This is expected behavior. The timer function works on the nodes you selected the first time you start the timer. The resume collection option just filters out seed nodes that already contain data in their children (and that don't have a pagination value in the last data or offcut node). Therefore, if you select some posts in the beginning, the always same posts are processed. If you select pages, the always same pages are processed and if there are no new posts this results in the same posts.

What did you expect?

eugenieDSP commented 4 years ago

Thank you for your explication!

I actually thought that "resume collection" will collect posts further in time: suppose I have a time frame from 01-01-2019 to 01-06-2019. I select a node, I put timer and I expect the program to collect a certain amount of posts (20 by default, right?) each 10 minutes. After some time, I expect the program to collect all posts within the time frame. That's what I thought the "resume collection" + timer functions would do. I lurked the FAQ and documentation on collecting data from Facebook before I posted the question. Anyways, now I see that the program works slightly different.

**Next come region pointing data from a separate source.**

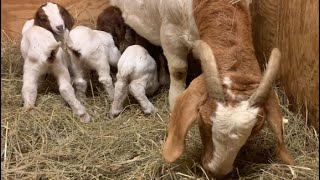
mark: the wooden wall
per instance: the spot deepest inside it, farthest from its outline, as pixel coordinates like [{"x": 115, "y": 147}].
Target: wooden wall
[
  {"x": 15, "y": 12},
  {"x": 292, "y": 26}
]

strohne commented 4 years ago

Well, yes, you are right, that should work. I will check it out, can you give me a starting point (FB page ID)? And is there any reason why you want to fetch chunks in intervals instead of all chunks at once?

eugenieDSP commented 4 years ago

Here are some of the page IDs that I use for the collection: spschweiz, gruenech, SVPch. As for the collection in intervals, I have multiple pages and multiple time frames (I basically collect the data for election campaigning period) so I have lots of requests, and I think running everything is not a good idea. Just being cautious, I guess.